Interpersonal communication, on the other hand, is the process of exchanging messages (information) between two or more individuals using both verbal and nonverbal cues. Interpersonal communication has been an integral part of human evolution. In the earlier times, while living in groups and communities, humans stood a better chance of survival by communicating (verbally and nonverbally) with each other and developing lasting interpersonal bonds. In the present times, the humans continue to develop such interpersonal relationships to survive, thrive, and communicate with each other. It is imperative to have a meaningful (meaning-making or shared meaning) conversation which makes sense (sense-making) to the sender (speaker of the message) and receiver (listener of the message). If the intended message is not understood (received) exactly as how it was intended, it can result in a lack of shared meaning (understanding), which can compromise the objective of the communication.
In communicative interactions, the goal is usually to create shared meaning. Shared meaning is achieved when the receiver attaches a similar meaning to the message that the sender meant to convey. In other words, shared meaning occurs when what was intended by one was similarly interpreted by the other, and/or what was interpreted by one was what was intended by the other. For example, let’s say we were at a bar and winked at someone to express interest in them. If they likewise interpreted our wink as interest, then shared meaning has been created. However, if they interpret our wink as an eye twitch, then shared meaning has not occurred. As we know from our experiences, shared meaning is not always achieved in interactions or may require additional clarification. That is because the various factors, or context, surrounding our messages can influence how those messages are produced, interpreted, and coordination. There are four main types of contexts to take into consideration in interpersonal interactions – physical, relational, individual, and cultural. Most people think they are great communicators. However, very few people are “naturally” good at it. Communication takes time, skill, and practice. To be a great communicator, you must also be a great listener. It requires some proficiency and competence. Think about someone you know that is not a good communicator. Why is that person not good? Do they say things that are inappropriate, rude, or hostile?

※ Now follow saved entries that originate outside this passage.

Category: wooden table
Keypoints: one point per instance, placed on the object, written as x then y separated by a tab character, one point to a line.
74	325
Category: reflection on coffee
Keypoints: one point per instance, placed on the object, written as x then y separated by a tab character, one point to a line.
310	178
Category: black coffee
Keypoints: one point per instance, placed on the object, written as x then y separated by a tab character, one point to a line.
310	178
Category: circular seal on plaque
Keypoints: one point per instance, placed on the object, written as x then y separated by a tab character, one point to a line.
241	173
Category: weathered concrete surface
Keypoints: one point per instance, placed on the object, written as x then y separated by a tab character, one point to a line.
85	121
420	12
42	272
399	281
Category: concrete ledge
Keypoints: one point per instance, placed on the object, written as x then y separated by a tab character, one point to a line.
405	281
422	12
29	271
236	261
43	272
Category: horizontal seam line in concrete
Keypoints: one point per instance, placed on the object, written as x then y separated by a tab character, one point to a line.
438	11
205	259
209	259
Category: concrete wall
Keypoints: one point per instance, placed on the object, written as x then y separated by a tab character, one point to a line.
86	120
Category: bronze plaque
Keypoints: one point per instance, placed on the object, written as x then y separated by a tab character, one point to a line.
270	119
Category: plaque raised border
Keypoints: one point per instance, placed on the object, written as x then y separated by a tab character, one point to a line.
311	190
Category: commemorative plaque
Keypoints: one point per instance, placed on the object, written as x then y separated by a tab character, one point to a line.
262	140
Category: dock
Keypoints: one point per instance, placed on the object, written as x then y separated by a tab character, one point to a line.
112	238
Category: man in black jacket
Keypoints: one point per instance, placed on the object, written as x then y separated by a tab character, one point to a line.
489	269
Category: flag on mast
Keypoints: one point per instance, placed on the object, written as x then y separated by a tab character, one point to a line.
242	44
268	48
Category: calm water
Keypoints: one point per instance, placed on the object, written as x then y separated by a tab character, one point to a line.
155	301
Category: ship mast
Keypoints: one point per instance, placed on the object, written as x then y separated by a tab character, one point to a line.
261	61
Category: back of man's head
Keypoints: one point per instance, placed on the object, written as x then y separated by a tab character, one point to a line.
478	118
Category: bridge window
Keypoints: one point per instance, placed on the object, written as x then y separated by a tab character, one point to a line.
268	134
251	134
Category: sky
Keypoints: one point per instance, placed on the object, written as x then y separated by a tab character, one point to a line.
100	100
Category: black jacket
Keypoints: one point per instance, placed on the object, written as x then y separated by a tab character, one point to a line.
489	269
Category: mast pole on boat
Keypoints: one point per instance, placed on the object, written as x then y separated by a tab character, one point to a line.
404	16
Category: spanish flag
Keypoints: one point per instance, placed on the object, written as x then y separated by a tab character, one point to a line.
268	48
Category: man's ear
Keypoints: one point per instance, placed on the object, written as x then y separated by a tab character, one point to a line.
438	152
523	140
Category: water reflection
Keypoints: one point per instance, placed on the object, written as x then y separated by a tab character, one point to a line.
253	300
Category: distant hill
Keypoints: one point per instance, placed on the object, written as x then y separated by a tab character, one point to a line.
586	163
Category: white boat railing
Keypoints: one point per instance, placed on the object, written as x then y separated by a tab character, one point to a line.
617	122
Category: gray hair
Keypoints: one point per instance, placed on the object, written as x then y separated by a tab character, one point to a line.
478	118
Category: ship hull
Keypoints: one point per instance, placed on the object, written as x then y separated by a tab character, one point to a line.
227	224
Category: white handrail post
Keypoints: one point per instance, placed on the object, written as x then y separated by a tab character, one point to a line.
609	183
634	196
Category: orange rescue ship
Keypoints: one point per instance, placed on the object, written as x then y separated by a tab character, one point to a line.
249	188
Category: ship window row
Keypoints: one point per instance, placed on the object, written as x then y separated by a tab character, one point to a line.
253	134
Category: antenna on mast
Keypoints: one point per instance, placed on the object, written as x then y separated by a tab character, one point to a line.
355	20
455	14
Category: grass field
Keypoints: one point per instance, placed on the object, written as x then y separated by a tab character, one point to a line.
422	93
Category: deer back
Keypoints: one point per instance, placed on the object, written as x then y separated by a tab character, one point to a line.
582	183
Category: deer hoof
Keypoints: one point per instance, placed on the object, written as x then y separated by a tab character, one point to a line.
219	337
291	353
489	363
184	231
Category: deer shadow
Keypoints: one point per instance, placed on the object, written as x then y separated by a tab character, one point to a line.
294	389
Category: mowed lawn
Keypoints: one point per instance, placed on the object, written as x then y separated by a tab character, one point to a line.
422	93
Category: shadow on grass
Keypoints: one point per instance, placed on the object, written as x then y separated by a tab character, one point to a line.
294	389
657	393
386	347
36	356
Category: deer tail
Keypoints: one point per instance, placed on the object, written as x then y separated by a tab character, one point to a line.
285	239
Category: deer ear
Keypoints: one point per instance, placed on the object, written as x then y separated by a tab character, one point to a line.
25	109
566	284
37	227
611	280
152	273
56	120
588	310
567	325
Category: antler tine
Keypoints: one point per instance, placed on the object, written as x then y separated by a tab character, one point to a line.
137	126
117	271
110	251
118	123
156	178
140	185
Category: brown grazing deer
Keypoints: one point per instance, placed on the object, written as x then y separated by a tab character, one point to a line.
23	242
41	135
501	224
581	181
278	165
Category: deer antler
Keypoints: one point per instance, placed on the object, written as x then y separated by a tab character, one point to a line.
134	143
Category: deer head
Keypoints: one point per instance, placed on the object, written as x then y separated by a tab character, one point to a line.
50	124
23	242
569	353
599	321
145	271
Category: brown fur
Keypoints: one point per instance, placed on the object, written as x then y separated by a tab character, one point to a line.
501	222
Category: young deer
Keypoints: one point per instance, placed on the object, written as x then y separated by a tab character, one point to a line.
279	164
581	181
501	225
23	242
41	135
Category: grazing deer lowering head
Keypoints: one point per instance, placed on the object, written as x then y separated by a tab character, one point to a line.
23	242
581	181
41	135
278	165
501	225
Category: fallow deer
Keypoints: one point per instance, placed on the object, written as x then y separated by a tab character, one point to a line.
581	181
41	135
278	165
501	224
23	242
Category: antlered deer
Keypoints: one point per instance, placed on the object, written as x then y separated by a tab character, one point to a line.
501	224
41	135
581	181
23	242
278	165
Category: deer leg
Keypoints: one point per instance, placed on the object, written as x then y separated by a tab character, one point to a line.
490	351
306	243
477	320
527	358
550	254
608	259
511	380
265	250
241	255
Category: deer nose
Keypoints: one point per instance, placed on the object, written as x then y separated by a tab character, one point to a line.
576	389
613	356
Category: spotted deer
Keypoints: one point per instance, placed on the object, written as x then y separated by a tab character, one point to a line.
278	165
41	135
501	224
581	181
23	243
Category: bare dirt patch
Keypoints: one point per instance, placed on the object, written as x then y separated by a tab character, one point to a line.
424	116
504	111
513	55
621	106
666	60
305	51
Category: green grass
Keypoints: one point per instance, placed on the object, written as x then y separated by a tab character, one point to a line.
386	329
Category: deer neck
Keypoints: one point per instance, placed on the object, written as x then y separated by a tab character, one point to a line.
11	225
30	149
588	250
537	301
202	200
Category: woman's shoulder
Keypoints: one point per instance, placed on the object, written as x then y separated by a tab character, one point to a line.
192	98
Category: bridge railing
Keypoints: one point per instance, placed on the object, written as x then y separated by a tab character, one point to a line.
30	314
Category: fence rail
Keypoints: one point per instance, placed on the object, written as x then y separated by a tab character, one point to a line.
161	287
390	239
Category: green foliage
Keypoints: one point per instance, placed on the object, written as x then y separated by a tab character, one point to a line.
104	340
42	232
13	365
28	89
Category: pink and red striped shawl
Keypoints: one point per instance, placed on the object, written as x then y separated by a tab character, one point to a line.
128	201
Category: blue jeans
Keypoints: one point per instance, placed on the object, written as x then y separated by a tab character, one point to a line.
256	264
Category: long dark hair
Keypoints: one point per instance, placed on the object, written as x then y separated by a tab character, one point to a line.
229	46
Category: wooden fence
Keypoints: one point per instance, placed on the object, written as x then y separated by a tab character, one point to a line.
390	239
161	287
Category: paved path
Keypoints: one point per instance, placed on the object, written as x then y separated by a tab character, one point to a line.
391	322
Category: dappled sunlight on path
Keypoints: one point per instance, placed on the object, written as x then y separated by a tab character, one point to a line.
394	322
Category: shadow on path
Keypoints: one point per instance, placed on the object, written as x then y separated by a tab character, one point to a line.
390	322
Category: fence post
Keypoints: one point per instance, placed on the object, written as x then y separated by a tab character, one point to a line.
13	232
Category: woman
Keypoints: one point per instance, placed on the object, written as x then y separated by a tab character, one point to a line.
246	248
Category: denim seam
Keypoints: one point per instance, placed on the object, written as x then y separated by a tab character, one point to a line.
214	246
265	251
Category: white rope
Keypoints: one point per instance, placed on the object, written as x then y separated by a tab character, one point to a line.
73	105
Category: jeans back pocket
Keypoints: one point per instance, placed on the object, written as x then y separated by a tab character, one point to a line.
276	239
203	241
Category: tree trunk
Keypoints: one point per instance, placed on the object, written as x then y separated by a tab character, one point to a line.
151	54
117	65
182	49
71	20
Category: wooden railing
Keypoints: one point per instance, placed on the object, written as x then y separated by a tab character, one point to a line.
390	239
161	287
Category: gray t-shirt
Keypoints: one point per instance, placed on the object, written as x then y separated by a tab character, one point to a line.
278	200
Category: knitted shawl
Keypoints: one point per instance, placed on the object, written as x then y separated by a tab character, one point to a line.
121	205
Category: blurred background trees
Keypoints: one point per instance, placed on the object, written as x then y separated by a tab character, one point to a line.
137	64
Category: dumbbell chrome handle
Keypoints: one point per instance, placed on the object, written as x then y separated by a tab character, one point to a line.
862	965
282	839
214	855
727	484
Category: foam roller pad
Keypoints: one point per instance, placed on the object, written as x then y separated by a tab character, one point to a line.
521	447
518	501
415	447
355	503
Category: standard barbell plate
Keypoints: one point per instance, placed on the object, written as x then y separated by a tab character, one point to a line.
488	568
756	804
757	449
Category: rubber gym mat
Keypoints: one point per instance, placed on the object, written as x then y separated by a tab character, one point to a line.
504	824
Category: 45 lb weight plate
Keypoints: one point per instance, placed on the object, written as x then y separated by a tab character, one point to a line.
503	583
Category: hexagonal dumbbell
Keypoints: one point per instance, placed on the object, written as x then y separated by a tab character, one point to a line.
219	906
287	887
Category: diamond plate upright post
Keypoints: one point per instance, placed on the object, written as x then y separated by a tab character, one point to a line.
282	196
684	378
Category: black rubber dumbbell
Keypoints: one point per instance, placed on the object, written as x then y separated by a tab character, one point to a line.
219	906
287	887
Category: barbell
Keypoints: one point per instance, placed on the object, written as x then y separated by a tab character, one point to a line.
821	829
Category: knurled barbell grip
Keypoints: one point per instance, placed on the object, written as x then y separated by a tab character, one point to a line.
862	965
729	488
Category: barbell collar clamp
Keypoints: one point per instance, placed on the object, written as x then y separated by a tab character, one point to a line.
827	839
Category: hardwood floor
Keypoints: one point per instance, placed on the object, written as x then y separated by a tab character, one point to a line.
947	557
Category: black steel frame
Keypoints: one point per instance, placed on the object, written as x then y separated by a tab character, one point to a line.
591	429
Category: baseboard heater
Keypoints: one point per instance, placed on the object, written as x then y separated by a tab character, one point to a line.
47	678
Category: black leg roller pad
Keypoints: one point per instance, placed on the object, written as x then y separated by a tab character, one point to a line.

What is the need for learning about communication, especially interpersonal communication. We need to study communication for a variety of reasons. First, it gives us a new perspective on
something we take for granted every day. As stated earlier, most people think they are excellent communicators. However, most people never ask another person if they are great communicators.
Besides being in a public speaking class or listening to your friends’ opinions, you probably do not get a lot of feedback on the quality of your communication. In this book, we will learn all about
communication from different perspectives. You won’t be able to see the impact of your communication behaviors, if you don’t focus on certain communication aspects. The second reason we study communication is based on the quantity of our time that is devoted to that activity. Think about your daily routine; I am sure that it involves communicating with others (via face-to-face, texting, electronic media, etc.). Because we spend so much of our time communicating with others, we should make that time worthwhile. We need to learn how to communicate and communicate better because a large amount of our time is allotted to communicating with others. The last reason why we study communication is to increase our effectiveness. Marriages and relationships often fail for several reasons. The most popular reason is that people don’t know how to communicate with each other, which leads to irreconcilable differences. People often do not know how to work through problems, and it creates anger, hostility, and possibly violence. In these cases, communication needs to be effective for the relationship to work and be satisfying. Think about all the relationships that you have with friends, family, coworkers, and significant others. This course could possibly make you more successful in those relationships. Think for a minute of all the problematic communication behaviors that you have experienced in your life – personally, or professionally. You will probably notice that there are areas that could use improvement. In this book, we will learn about better ways to communicate in interpersonal relationships.